5. Amuk Kontingen Malaysia di Venue Pencak Silat
Tim pencak silat Indonesia mendominasi perolehan medali di Asian Games 2018 sehingga kontingen Malaysia protes dan merusak venue. Tim Malaysia mengakibatkan kerusakan dinding pembatas di belakang venue setelah atlet andalan mereka -Jufferi Jamari- dikalahkan Komang Harik Adi Putra di partai final no tarung perorangan putra, Senin (27/8/2018).
6. Emas Pembebas Son dari Wamil
Pemain Tottenham Hotspur, Son Heung Min, terhindar dari wajib militer di negaranya sehabis Korea Selatan meyakinkan medali emas berasal dari cabang sepak bola putra. Kepastian itu didapat setelah Korea mengalahkan Jepang bersama dengan skor 2-1.
7. Jonatan Pamer Otot Perut
Jonatan Christie buat fans bulu tangkis, terlebih kaum hawa, di Indonesia gemas. Pasalnya, atlet berwajah tampan secara spontan terhubung pakaian dan mempertunjukkan otot perut setelah mengalahkan Chou Tiechen berasal dari Taiwan di partai final, Selasa (28/8).

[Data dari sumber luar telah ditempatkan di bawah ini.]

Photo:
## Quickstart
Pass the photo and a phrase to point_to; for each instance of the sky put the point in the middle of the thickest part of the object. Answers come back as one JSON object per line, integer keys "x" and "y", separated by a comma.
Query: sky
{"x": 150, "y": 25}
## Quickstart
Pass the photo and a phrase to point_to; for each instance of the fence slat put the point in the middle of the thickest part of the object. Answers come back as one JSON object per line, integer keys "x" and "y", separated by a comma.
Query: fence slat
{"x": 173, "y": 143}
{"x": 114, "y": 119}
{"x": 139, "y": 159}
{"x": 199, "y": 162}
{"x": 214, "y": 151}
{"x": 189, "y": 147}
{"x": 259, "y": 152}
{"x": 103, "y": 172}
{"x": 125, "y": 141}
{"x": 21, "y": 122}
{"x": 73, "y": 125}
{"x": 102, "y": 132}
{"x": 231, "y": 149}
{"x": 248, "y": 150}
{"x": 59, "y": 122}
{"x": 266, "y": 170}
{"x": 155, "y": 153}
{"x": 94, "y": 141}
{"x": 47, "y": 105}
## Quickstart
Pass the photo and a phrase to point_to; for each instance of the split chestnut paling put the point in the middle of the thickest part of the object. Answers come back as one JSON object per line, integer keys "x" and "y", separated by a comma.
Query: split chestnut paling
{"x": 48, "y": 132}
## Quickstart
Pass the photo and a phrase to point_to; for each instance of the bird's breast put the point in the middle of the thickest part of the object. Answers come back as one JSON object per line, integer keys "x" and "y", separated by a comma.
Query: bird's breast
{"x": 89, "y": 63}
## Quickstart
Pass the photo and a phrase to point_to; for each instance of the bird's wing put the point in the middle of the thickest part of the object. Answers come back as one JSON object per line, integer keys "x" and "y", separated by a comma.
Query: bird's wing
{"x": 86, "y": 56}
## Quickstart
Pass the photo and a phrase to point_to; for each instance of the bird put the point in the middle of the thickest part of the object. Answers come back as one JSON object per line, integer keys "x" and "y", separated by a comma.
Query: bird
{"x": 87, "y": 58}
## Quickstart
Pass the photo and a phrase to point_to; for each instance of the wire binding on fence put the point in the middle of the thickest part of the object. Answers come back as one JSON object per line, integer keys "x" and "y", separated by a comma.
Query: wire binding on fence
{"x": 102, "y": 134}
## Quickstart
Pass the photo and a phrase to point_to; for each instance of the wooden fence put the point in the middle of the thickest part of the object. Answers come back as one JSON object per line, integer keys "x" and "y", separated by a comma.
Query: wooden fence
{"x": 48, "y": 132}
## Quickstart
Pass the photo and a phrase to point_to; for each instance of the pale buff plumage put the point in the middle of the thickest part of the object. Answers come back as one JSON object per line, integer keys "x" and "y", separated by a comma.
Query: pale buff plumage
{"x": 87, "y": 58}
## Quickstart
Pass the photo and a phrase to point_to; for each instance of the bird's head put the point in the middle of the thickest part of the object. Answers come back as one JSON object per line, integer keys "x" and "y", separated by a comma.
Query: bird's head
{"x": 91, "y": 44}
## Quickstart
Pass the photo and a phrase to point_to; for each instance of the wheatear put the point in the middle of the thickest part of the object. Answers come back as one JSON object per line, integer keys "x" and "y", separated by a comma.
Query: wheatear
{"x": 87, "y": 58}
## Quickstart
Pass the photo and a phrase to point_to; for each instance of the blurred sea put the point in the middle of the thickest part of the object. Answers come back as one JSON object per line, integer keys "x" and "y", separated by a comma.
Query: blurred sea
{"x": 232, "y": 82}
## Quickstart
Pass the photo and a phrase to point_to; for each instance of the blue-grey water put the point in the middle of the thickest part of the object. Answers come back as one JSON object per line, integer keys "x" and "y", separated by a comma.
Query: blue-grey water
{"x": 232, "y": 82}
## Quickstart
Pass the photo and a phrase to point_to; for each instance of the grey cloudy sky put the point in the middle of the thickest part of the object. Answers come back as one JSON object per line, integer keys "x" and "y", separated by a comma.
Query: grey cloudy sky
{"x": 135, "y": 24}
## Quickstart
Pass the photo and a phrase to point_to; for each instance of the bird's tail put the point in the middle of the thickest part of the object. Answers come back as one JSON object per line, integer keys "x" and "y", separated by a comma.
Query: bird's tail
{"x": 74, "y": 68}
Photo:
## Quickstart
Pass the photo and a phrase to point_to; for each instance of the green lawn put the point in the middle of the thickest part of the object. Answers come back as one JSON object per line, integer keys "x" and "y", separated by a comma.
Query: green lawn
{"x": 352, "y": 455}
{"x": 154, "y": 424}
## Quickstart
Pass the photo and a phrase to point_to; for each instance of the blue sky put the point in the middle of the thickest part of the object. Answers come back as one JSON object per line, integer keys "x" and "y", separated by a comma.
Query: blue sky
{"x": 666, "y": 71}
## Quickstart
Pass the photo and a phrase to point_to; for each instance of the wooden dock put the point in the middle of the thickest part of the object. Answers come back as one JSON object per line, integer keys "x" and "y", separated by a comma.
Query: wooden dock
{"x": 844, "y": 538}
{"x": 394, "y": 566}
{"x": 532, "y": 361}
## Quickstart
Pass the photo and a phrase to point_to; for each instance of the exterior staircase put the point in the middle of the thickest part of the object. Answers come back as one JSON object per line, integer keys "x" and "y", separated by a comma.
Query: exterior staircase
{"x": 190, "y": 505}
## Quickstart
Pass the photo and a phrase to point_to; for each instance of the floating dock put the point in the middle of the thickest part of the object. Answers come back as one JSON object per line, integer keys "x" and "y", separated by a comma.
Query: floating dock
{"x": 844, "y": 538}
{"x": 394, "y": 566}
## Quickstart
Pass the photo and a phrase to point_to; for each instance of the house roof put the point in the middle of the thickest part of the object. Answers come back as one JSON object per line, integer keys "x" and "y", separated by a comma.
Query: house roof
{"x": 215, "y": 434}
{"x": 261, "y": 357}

Selebrasi Jonatan sambil bertelanjang dada viral di fasilitas sosial dan menjadi pembicaraan yang tak bakal usai. Pasalnya, bagi Indonesia itu merupakan medali emas pertama tunggal putra di Asian Games sejak 2006.
8. Peringkat Indonesia
Indonesia finis di rangkaian keempat bersama koleksi 98 keping medali yang terdiri berasal dari 31 emas, 24 perak, dan 43 perunggu. Pencapaian selanjutnya melampaui tujuan yang dibebankan pemerintah yaitu finis 10 besar dengan analisis 14-16 medali emas.
9. Manusia Laba-laba di Palembang
Cabang panjat tebing mengakibatkan kejutan sehabis dua atlet putri asal Indonesia, Aries Susanti Rahayu dan Puji Lestari lolos ke final nomor speed relay. Video Aries selagi capai medali emas bersama dengan merayap tebing di Jakabaring, Palembang, menjadi sorotan di tempat sosial.
Aries begitu cepat dalam menyelesaikan perlombaan hingga penduduk memberinya julukan 'manusia laba-laba'. Dia berhasil merebut medali emas selagi Puji mempersembahkan medali perak.
10. Tinta Emas dari Cabang Tenis
Pasangan ganda campuran Christopher Rungkat/Aldila Sutjiadi menyumbang medali emas berasal dari cabang tenis Asian Games 2018 sehabis mengalahkan pasangan Thailand, Sonchat Ratiwatana/Luksika Kumkhum.
Medali paling akhir tenis Indonesia adalah emas beregu putri dan perak ganda putri di Asian Games 2002 di Busan, Korea Selatan. Sementara itu, cuma satu ganda campuran Indonesia yang memboyong medali emas di ajang ini adalah Yayuk Basuki/Suharyadi di Asian Games 1990 di Beijing, China.